Saat itu wartawan Jo Yeong-Ju memanggil Eun-Ho, dia menyadari dia memiliki wawancara. Jadi Dan-Yi pergi. Seo-Joon sedang memasak mie dan memotong bawang merah Dan-Yi, “Mr. Spring Onion, itu akan sakit selama beberapa detik. “Eun-Ho khawatir tentang Dan-Yi dan terus mengirim sms padanya. Tapi dia tidak pernah menjawab.

Yeong-Ju bertanya pada Eun-Ho bagaimana ia pertama kali bertemu Jae-Min selama wawancara.

10 tahun yang lalu.

Ketika Eun-Ho sedang membaca buku di perpustakaan, gadis itu bergegas kepadanya dan mengungkapkan seorang pria aneh sedang mencarinya. Dia melihat Jae-Min yang berpakaian seperti preman. Jae-Min dekat dengan Eun-Ho dan mengenalinya dengan bukunya. Tapi Eun-Ho menyangkalnya dan pergi.

Jae-Min tidak menyerah dan mengikuti Eun-Ho ke taman bermain. Dia menawarkan kontrak seumur hidup untuk posisi editor di perusahaannya. Tapi Eun-Ho menemukan hanya ada satu orang di perusahaan, dan Jae-Min memindahkan meja ketika Eun-Ho berkunjung. Jae-Min yakin untuk menjaga Eun-Ho dengan keuntungan dari anggota pendiri.

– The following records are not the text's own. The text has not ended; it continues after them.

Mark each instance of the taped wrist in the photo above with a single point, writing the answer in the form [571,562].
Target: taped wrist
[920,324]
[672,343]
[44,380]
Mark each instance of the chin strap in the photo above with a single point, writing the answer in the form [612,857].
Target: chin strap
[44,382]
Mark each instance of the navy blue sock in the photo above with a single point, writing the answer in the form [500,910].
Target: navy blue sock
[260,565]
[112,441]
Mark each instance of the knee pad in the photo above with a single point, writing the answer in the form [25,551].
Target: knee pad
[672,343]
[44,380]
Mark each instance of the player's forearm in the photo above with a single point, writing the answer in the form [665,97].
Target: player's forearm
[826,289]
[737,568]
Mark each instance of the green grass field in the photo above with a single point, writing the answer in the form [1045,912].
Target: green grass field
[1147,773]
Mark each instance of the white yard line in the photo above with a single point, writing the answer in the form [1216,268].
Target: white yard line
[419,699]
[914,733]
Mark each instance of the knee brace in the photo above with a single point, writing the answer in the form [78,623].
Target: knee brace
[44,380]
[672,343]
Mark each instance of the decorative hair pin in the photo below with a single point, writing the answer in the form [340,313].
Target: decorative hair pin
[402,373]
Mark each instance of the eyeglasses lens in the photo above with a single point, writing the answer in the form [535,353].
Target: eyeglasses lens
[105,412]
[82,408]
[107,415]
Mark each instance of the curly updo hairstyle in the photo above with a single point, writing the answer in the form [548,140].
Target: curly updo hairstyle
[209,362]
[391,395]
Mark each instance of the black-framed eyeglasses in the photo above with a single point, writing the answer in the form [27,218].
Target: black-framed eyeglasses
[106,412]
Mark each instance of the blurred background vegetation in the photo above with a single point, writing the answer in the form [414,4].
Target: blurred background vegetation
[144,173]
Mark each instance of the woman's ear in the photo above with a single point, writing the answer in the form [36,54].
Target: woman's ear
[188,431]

Yeong-Ju menyebutkan kritik bahwa gaya penulisan Eun-Ho berubah karena Jae-Min, tetapi ia mengklaim bahwa ia adalah jurusan sastra Korea di universitas. Dia setuju bahwa perusahaan Jae-Min menjadi perusahaan penerbitan yang didirikan karena Eun-Ho. Dia menyebutkan hilangnya penulis Kang Byeong-Jun. Tapi dia mendapat telepon, dan meminta untuk mengakhiri wawancara. Yeong-Ju mengeluh bahwa semua orang di perusahaan menjadi sangat sensitif setiap kali mereka bertanya tentang Byeong-Jun.

Dan-Yi mengirim pesan Eun-Ho dan mengatakan bahwa dia akan menjadi pembantu rumah tangga sampai dia mendapatkan pekerjaan yang layak. Jae-Min berjalan masuk dan melihat anggota pendiri berbicara tentang sesuatu, dia pikir mereka sedang bermain game untuk memutuskan siapa yang akan membayar makanan ringan larut malam. Tetapi karyawan mengungkapkan bahwa mereka memutuskan siapa yang akan memanggil karyawan baru. Ji-Hong bersemangat karena pemenangnya adalah dia. Tapi Jae-Min mengambil daftar dan berpikir dia harus mengurus tugas melelahkan karena dia adalah presiden.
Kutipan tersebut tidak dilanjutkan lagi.